It is recognized that men and women present differences in susceptibility to dementia and its progression, possibly due to the effects of menopause/andropause (21). Despite neurodegeneration and clinical symptoms of dementia progresses faster in elderly women, men have shorter survival times (22). Physical exercise is a preventive and neuroprotective strategy for several diseases, including dementia, and aerobic exercise is described and widely recommended by clinicians for memory improvement (23). Life expectancy of the population is increasing, and, consequently, it is necessary to anticipate the emergence of chronic age-related diseases (24). Routine practice of exercise seems to be a viable, preventative option for the cognitive impairment caused by dementia (23). Furthermore, evidence points to the association between physical activity and increased perfusion with better cognitive performance in women, as compared to men (25). Therefore, it is understood that physical exercise may have sex-dimorphic effects, which requires further investigation.

Since the prescription of physical exercise, whether for treatment or prevention, appears as an effective tool for neurological diseases and their resulting disabilities, the investigation of molecular changes resulting from exercise could lead to new pharmacological targets (26).

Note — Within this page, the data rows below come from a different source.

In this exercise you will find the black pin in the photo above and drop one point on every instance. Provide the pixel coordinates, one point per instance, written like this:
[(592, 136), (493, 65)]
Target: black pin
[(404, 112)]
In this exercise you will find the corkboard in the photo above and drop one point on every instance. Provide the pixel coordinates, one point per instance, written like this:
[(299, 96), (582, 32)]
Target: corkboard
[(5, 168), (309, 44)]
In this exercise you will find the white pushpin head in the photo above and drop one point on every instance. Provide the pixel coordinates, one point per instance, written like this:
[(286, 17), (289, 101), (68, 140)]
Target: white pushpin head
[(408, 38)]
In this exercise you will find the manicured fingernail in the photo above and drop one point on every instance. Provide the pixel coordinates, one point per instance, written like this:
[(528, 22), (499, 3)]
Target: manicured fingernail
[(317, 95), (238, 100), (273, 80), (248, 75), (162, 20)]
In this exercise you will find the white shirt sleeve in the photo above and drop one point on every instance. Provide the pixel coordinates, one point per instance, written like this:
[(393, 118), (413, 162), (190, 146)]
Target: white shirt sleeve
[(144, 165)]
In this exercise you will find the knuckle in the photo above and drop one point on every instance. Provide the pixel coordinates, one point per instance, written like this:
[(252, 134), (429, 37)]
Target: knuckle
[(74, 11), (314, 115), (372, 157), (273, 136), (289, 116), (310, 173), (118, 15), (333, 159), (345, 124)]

A treadmill aerobic protocol applied pre- and post-2VO is effective in preventing spatial memory impairment in rodents (27). Interestingly, acrobatic training is an option that integrates cognitive and motor aspects in different tasks within a circuit, improving coordination and problem-solving performance (28). It was recently shown that acrobatic training is effective in reversing the damage caused by the 2VO when applied in the chronic phase, leading to the recovery of 2VO-induced learning and spatial memory deficits (18).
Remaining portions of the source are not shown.